Our core platform is integrating with other systems using RESTful API's. These systems even though they are built with high availability in mind, they are sometimes highly unavailable. They are also part of the critical path for our core platform. Not being able to reach the systems creates troubles  in the form of incident tickets because we fail to deliver services to our customers. So we needed a way to monitor those API's.

We know that the systems are monitored, but we don't have access to those tools. We have our own tools, but they do not offer a simple and efficient way to check the status of a RESTful API. Ideally we don't want to introduce another monitoring tool. However, the core platform is running on top of NSX and it actually uses NSX load balancers for its internal service. So why not use load balancers to monitor the external services? 

We created a service monitor and a pool in the load balancer for each of the external systems. This way NSX monitors the status of the RESTful API of the system and generates alerts whenever it is down. The status of the pool is then checked by the core platform. All communication between core platform and APIs goes directly. It does not use the load balancer.

The pool contains the RESTful API endpoint of the system that we use to connect directly from the core platform. 

The service monitor uses GET requests to check the availability of the RESTful API. 


Nothing fancy, basic configuration for a load balancer. Half-configuration actually because here we stop as no traffic goes through the load balancer to these pools. But whenever the external system is not reachable, the load balancer knows it because now the external system is a member in on of its pools: 


The status of the member in the pool is accessible through the RESTful API of NSX Manager. 

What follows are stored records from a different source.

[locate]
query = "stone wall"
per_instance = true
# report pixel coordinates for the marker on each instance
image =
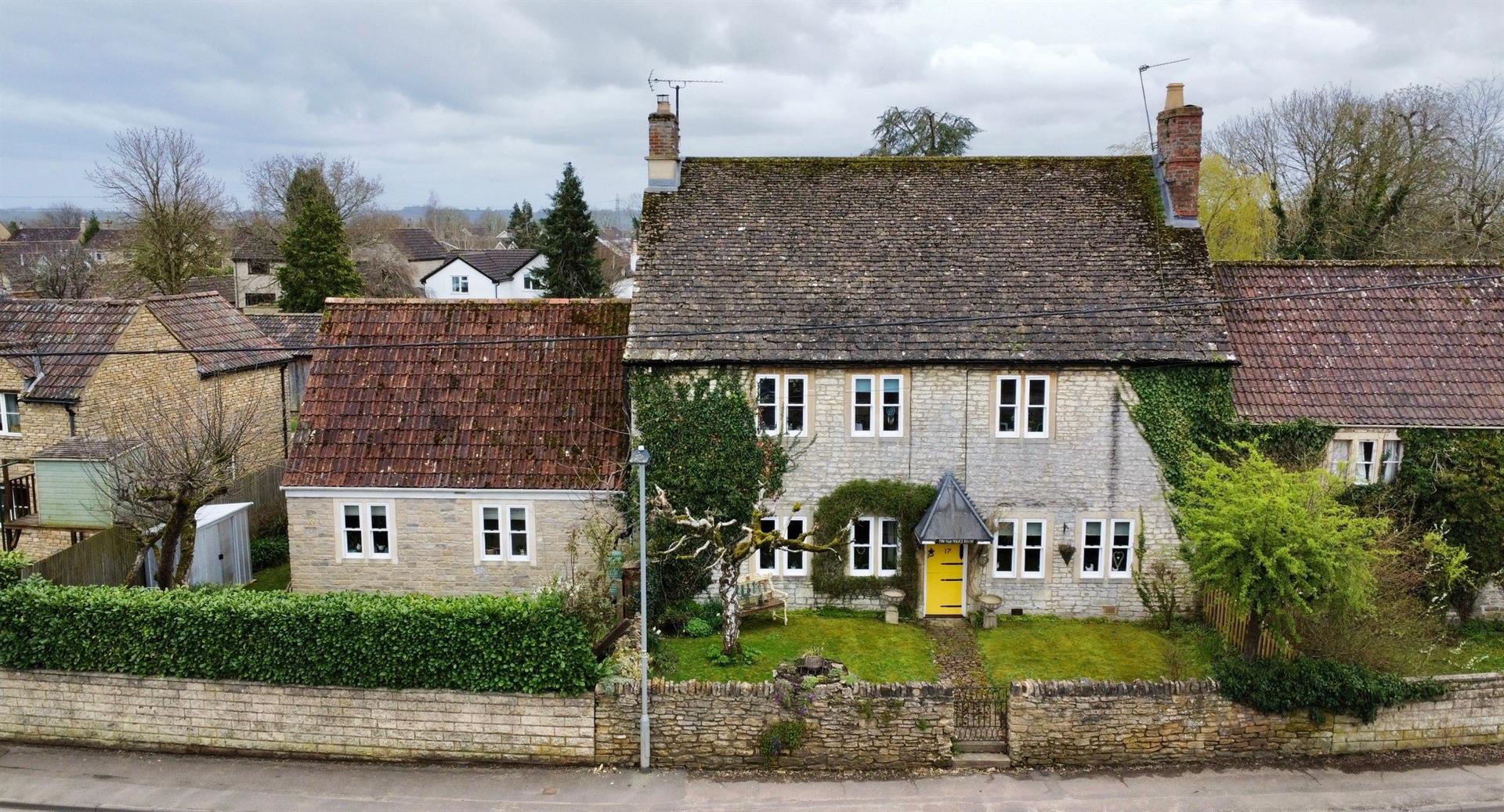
(435, 547)
(1086, 724)
(719, 725)
(1092, 465)
(110, 710)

GET /api/4.0/edges/{edge-id}/loadbalancer/statistics

<status>DOWN</status>
<failureCause>layer 7 response error, code:400 Bad Request</failureCause>
<lastStateChangeTime>2020-12-02 18:20:43</lastStateChangeTime>

This way the core platform knows the status of its external systems before doing anything. More important core platform can now act on that status. In this case it will wait a specific period of time until trying again to use the system. 

It is a pretty simple solution. It is also pretty obvious that the APIs should have been monitored. We actually relied too much on the availability of those API's and used a fire and forget approach. The approach was far from optimal and it impacted our KPIs and created additional operational workload.